A very successful first outing for the KitchenAid, I think. Obviously I can't report on the simnel cake yet, because it has not matured. It will mature, I am determined, so I will have to let you know about it at a later date. I can't wait to try out the KitchenAid for other recipes, so watch this space. In the meantime, I will admit to standing in the kitchen and stroking the mixer lovingly, emitting sighs of culinary covetousness.



Simnel cake (makes a 20-22cm cake):


100g glacé cherries 
¼ teaspoon ground ginger 
500g mixed dried fruit 
25g ground almonds 
175g soft, unsalted butter (at room temperature)
3 eggs 
175g caster sugar 
2 tablespoons milk 
Zest of 1 lemon 
1kg yellow marzipan to decorate
225g plain flour icing sugar for rolling 
1 teaspoon baking powder 
1 tablespoon apricot jam, melted 
½ teaspoon ground cinnamon 





Take everything you need out of the fridge. Preheat the oven to 170C. Butter and line the bottom and sides of a 20cm or 22cm springform cake tin with baking paper. Chop the cherries very finely and add them to the rest of the fruit.
Cream the butter and sugar until very soft and light, and add the lemon zest. Measure the flour, baking powder, cinnamon, ginger and ground almonds into a bowl and stir to combine.
Add one of the eggs to the creamed butter and sugar with 2 tablespoons of the dry flour-and-spice ingredients, then beat in the remaining eggs in the same way. Beat in the rest of the dry ingredients, and then the milk. Finally fold in the fruit.
Dust a surface with a little icing sugar and then roll out about 400g of the marzipan. Cut it into a 23cm circle that will fit in the middle of the cake later. Spoon half of the fruit-cake mixture into the cake tin, smoothing it down with a rubber spatula, and then lay the marzipan circle on top of it. Spoon the rest of the mixture into the tin on top of the marzipan circle and smooth the top again.

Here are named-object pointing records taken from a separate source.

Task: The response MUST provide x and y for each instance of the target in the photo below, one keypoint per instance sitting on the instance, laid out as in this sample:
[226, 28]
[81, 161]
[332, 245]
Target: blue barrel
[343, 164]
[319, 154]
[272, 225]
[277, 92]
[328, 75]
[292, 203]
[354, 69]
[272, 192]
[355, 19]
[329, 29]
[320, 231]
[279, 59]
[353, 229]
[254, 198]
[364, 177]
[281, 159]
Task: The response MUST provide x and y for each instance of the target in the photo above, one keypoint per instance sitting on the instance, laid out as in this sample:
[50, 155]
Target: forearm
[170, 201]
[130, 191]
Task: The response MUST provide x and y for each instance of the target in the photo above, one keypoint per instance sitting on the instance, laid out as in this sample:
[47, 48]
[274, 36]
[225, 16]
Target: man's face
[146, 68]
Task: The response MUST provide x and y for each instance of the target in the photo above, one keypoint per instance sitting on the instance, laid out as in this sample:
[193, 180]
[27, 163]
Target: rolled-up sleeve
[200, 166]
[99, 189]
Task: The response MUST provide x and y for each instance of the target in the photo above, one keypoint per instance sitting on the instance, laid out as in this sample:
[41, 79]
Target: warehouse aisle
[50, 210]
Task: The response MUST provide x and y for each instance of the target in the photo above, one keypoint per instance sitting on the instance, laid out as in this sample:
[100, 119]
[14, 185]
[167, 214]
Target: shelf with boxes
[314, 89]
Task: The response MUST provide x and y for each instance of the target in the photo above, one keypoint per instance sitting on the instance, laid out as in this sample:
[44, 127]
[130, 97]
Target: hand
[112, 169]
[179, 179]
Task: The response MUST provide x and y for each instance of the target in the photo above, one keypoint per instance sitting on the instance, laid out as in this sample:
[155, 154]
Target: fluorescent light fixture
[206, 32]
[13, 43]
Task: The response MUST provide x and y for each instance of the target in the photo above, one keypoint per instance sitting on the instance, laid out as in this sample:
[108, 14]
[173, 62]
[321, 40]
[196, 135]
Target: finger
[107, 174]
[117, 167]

Bake for half an hour and then turn the oven down to 150C for another 1½ hours or until the cake has risen and is firm on top. Let it cool completely on a rack before you spring it open.
Unspring the cooled fruit cake, and unwrap the lining from the cake. Roll out another 400g circle of marzipan, paint the top of the cake with the melted apricot jam, and then stick it on.
Make 11 balls out of the remaining marzipan, roughly 2.5cm in size. Stick them around the cake using the apricot jam. Lightly score the centre of the marzipan in a criss-cross pattern with a sharp knife.
Preheat the grill to around 220C, and put the cake underneath it. Watch it carefully - you want it to be golden, but not dark brown. Remove, allow to cool, then leave to mature (if you can) for a few days or weeks before eating.